Monday, November 26, 2012

EDSS 521 - What will your literacy-rich classroom look like?

This semester, I have been surprised by the literacy levels of my students. They are able to collaborate with peers and generally stay on-task, explain concepts to other students clearly and patiently, and make effective use of technology by interacting with multiple apps on their iPads. Unfortunately, they are not able to use academic language to articulate themselves in the math concepts we’ve covered or use effective study skills to practice and retain the information they’ve learned.

Journal Sept 30, 2013

My literacy rich classroom looks like a warm, welcoming environment where students are free to express themselves and ask questions without fear of embarrassment. My students are engaged in introductory activities that refresh their learning from the prior year’s subject matter.
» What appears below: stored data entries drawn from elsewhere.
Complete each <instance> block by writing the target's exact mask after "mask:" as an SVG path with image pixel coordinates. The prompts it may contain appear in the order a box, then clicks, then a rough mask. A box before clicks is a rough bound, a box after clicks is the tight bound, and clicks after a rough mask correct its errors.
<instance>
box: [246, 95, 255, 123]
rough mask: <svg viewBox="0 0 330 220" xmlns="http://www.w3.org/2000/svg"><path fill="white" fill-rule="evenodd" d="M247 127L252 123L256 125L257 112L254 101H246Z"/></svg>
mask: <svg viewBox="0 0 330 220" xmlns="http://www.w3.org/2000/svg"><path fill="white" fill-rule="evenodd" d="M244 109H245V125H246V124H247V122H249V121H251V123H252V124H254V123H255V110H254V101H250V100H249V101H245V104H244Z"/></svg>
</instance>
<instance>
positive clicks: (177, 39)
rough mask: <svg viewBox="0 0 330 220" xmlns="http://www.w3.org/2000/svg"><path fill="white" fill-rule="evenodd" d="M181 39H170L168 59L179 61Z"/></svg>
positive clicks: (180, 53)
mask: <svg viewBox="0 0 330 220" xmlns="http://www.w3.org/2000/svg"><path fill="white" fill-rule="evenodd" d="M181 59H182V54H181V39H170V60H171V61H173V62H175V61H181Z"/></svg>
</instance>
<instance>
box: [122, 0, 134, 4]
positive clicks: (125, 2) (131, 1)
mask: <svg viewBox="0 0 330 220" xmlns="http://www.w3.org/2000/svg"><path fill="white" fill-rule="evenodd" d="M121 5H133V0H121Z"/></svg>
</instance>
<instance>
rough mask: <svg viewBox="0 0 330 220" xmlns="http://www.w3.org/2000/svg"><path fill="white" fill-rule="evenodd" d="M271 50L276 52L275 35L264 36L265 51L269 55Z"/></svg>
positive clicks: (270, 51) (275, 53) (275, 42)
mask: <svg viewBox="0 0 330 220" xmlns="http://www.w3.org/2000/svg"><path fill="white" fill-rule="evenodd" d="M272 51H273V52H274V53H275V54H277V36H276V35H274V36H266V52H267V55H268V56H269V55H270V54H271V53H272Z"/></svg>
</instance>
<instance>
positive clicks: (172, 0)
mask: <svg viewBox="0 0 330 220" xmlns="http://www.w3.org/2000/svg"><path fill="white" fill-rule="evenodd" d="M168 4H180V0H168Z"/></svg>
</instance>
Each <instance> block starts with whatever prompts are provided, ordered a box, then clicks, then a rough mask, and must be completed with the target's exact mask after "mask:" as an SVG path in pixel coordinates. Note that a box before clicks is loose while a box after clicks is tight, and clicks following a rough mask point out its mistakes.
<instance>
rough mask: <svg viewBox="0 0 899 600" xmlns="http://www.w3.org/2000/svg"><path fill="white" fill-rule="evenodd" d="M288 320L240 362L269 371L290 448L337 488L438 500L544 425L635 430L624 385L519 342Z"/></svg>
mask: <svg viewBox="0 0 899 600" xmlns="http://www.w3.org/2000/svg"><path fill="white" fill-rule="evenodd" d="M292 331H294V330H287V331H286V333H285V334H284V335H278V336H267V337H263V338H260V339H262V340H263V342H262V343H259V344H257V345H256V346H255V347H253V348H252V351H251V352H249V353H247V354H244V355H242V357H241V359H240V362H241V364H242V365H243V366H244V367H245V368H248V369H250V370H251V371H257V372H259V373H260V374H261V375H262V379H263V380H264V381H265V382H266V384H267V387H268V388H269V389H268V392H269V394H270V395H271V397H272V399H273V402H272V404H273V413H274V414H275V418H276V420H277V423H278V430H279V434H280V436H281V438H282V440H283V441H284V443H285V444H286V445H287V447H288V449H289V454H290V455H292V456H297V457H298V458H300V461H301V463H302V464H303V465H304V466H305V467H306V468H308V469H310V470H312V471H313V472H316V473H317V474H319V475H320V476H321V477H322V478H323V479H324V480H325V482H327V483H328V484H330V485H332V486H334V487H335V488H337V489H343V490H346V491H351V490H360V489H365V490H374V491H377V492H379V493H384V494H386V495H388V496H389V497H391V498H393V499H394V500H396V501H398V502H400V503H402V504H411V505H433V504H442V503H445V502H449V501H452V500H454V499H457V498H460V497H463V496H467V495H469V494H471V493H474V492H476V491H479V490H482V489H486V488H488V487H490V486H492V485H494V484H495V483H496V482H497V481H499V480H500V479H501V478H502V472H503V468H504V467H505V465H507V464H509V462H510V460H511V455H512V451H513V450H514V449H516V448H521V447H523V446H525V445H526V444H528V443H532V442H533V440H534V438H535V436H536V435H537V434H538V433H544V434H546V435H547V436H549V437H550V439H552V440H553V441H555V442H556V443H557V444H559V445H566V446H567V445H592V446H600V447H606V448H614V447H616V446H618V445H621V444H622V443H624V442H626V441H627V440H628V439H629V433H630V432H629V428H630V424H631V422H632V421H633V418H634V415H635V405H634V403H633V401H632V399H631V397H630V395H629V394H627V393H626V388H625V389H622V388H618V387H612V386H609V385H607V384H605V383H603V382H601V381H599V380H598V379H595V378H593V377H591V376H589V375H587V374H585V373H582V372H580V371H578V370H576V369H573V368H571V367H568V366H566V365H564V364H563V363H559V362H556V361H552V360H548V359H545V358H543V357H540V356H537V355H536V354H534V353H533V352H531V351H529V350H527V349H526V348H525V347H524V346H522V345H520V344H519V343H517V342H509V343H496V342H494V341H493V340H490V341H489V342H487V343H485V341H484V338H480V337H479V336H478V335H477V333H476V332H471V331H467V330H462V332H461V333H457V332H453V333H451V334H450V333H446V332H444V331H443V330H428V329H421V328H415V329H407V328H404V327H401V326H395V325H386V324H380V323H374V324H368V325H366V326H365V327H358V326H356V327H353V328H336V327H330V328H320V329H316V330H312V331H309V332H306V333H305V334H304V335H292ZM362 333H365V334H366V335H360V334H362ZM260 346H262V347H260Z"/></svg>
They are reading the textbook and supplementary materials that cover the concepts we are learning in class.

Diary Dec 15, 2013

My literacy rich classroom still looks like one which is inviting for students. They are comfortable with the classroom atmosphere, they have worked together with their peers on assignments and they gladly help explain concepts to each other. My students are engaged in activities that harbor their creativity and encourage their self-driven learning in my content area. They are reading articles that pertain to mathematics that they can use to practice and reinforce the current content we are covering. They are writing reports on historical mathematical figures they’ve chosen and are teaching a key concept linked to that figure in oral presentations to the class. They are discussing different applications for the math content we are learning and coming up with their own approaches to problem-solving using algebraic thinking.

Diary May 30, 2013

My literacy rich classroom looks like one in which the majority of the students are able to express themselves mathematically using academic language. My students are engaged in group activities that allow them to solve larger, more complex problems than they would be able to do on their own in the same amount of time. My students are capable of independent learning in the following areas: doing research and checking reliability of resources, and finding key concepts, formulas and vocabulary in their books or online when they need to reference them.